The three greatest powers at that time were, the _Colastrian_[53] rajah
to the north, the zamorin of Calicut in the centre, and a rajah in the
south, who ruled from Coulan, Kalum, or Coulim, to Cape Comorin,
comprehending the country now belonging to the rajah of Travancore."
"We now return from this digression, to follow the narrative of the
Portuguese Discovery and Conquest of India, as related by Castaneda."
So great was the trade and population of Calicut and the surrounding
country, and the revenues of its sovereign through these circumstances,
that he was able to raise a force of thirty thousand men in a single day,
and could even bring an hundred thousand men into the field, completely
equipt for war, in three days. This prince, in the language of the
country, was styled the Zamorin, or Samoryn, which signifies Emperor; as
he was supreme over the other two kings of Malabar, the king of Coulan
and the king of Cananor. There were indeed other princes in this country,
who were called kings, but were not so. This zamorin or king of Calicut
was a bramin, as his predecessors had been, the bramins being priests
among the Malabars.

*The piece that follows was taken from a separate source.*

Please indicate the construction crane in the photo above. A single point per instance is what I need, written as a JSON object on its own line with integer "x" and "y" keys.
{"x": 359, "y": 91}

It is an ancient rule and custom among these people,
that all their kings must die in a pagoda[54], or temple of their idols;
and that there must always be a king resident in the principal pagoda, to
serve those idols: Wherefore, when the king that serves in the temple
comes to die, he who then reigns must leave his government of temporal
affairs to take his place in the temple; upon which another is elected to
take his place, and to succeed in ruling the kingdom. If the king who is
in possession of the temporal authority should refuse to retire to the
pagoda, on the death of the king who officiated in spirituals, he is
constrained to do so, however unwilling.